Bambini mutilati o uccisi, famiglie in fuga, madri lacerate dal dolore, medici che operano sul pavimento di ospedali distrutti, macerie ripiegate su sé stesse in dialogo con uomini prostrati in preghiera. «Il successo di quest’opera risiede nella sua capacità di spezzare il cuore dello spettatore. L’elemento più importante nella fotografia di cronaca è la tragedia, e questa serie cattura, da diverse prospettive visive, le vittime di questa tragedia: bambini feriti, la perdita di persone care e famiglie sfollate dalle loro case. In ogni fotogramma di questa serie, il fotografo ha creato immagini piene di potenza, immagini che commuovono profondamente e devastano lo spettatore», afferma Alex Ng, giudice del concorso.
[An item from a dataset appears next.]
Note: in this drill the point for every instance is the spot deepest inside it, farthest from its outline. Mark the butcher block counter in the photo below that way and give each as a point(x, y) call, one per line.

D’altro canto, le fotografie della Sueur, Discovery of the year IPA, appaiono sospese tra sogno e realtà, utilizzano filtri e composizioni simboliche per esplorare il terreno dell’inconscio. Giudicato da Juan Curto come «Un lavoro poetico di grande forza visiva», il progetto di Sueur trasporta lo spettatore in una dimensione rarefatta. Immagini a tratti fuori fuoco, sfuggenti; scatti monocromatici o addirittura in negativo. Marie Sueur opera in uno spazio che è mentale prima ancora che visivo, in una parola: onirico.
Gli IPA 2025 dimostrano in ultima analisi come la fotografia, al di là della tecnica, resti un linguaggio universale capace di veicolare messaggi diversi ma complementari. Accostare Alkahlout e Sueur significa sottolineare la necessità etica di puntare con lucidità un faro su ciò che il mondo vorrebbe ignorare e, allo stesso tempo, permettere alla libertà poetica di trasformare l’immagine in simbolo interiore. In bilico fra tragedia e lirismo, fra cruda realtà e sogno sfocato, questi due fotografi rendono gli scatti uno strumento di verità: una verità che, come la luce, può ferire e illuminare.